Knobloch sprach allerdings auch sehr deutlich den neu entflammten Antisemitismus in Deutschland an. »Vor nicht allzu langer Zeit«, beschrieb sie ihre Gefühlslage, »hatte ich noch gehofft, in meinem Leben nie wieder auf ein so hohes Maß an Unversöhnlichkeit stoßen zu müssen.« Die ganze Gesellschaft sei nun gefordert, damit sich diese Einstellung nicht zu unumkehrbar tief sitzendem Hass auswachse. Die IKG-Präsidentin zitierte in diesem Zusammenhang Eugen Biser mit einem Satz, der nichts an Aktualität verloren hat: »Wir leben in einer Stunde des Dialogs und überleben nur, wenn die wachsenden Konfrontationen durch eine Kultur der Verständigung überwunden werden.«

Dialog

Für sie selbst sei dies stets eine grundlegende Erkenntnis gewesen. »Hinter allem, was ich erreicht habe, liegt ein Weg der Verständigung, der Versöhnung, des Dialogs, des Miteinanders«, betonte Knobloch. Sie glaube aber auch nach wie vor, genau wie Biser, an die Kraft des Dialogs und an die Fähigkeit der Menschen, aufeinander zuzugehen.

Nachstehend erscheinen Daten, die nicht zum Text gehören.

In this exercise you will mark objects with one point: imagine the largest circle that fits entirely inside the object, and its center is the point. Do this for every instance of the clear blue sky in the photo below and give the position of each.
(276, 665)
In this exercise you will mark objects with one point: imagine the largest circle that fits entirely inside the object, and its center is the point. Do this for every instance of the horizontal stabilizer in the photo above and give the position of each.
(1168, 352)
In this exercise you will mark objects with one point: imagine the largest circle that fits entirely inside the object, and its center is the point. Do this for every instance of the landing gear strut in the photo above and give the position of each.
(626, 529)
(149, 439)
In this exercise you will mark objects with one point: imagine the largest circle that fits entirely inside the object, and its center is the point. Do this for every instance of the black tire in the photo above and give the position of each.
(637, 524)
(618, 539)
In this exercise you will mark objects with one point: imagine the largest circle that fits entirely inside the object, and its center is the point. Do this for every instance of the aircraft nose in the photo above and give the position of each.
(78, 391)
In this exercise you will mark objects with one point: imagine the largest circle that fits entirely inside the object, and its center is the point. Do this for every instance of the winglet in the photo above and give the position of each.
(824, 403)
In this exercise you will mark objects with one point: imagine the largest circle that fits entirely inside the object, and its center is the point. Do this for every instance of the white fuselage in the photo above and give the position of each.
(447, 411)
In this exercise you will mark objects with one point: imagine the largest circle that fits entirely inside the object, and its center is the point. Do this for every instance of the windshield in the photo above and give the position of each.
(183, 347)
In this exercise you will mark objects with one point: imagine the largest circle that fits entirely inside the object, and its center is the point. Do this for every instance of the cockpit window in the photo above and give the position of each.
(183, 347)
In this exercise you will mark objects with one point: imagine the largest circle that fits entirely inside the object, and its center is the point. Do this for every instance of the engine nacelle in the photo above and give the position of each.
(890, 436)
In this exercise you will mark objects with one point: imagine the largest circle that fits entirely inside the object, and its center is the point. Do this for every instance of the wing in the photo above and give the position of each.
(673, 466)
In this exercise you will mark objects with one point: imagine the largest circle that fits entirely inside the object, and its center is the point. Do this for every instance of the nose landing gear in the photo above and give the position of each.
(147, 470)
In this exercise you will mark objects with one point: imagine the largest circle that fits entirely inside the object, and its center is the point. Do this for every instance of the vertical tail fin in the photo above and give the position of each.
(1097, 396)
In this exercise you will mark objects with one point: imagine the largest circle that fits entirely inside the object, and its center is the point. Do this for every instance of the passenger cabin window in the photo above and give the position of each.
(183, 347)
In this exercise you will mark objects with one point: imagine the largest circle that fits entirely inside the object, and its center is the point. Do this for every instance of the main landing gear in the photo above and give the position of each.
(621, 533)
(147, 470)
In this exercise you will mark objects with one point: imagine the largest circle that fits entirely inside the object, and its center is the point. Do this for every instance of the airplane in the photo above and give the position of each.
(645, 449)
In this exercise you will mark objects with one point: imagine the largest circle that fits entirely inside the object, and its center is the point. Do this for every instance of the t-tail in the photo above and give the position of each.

Dazu seien viel Ehrlichkeit und Mut nötig, auch im Umgang mit rechtspopulistischen und rechtsextremen Parteien sowie dem internationalen Terrorismus. Antisemitische, antiliberale und antimoderne Ideologien aller Couleur, so die IKG-Präsidentin, dürften nie wieder eine Chance haben.

Eine kleine, aber bemerkenswerte Geste beim Festakt unterstrich, dass Charlotte Knobloch in ihrem Handeln und Wirken nie ihre persönlichen Interessen in den Vordergrund stellt. Die 5000 Euro Preisgeld stiftete sie spontan dem Aufbau eines neuen Zertifikatsstudiengangs für eine Theologie des interreligiösen Dialogs an der Ludwig-Maximilians-Universität München (LMU). Der Studiengang war erst vor Kurzem gemeinsam von der Katholisch-Theologischen Fakultät und der Eugen-Biser-Stiftung initiiert worden.